Dans cette longue tribune, l’acteur principal de l’explosion du systême communiste soviétique compare sans aménité la situation de l’URSS dans les années 80 et la situation mondiale actuelle, pour appeler à une perestroika des régimes occidentaux. Je vous en livre la conclusion, qui pointe avec une grande acuité l’aveuglement total (et éminemment psychologique) des élites :

“Aussi différents que soient les problèmes auxquels l’Union Soviétique fut confrontée durant notre perestroika et les défis attendant aujourd’hui les Etats-Unis, le besoin de nouvelles idées rapproche ces deux périodes. En notre temps, nous faisions face aux tâches principales qu’étaient la fin de la division du monde, la réduction de la course aux armements nucléaires et le désamorçage des conflits.
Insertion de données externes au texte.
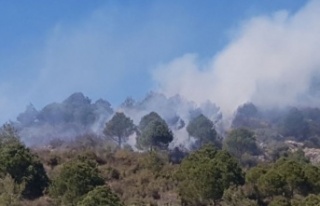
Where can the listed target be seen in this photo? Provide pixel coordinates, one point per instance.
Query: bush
(76, 178)
(100, 196)
(24, 167)
(205, 174)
Nous pourrons aussi bien faire face aux nouveaux défis globaux, mais seulement si tout le monde comprend le besoin de changements réels et cardinaux - pour une perestroika globale”


On pourra également lire avec intérêt, au sujet de cette tribune du 7 juin, l’article de Dedefensa “Echo du passé recommencé” , qui s’attarde plus particulièrement sur la perestroika telle qu’elle est considérée par Gorbatchev, et sur le fait que ce dernier attribue étonnamment (et de manière erronée) un rôle excessivement mineur à la glasnost qui l’avait pourtant précédée.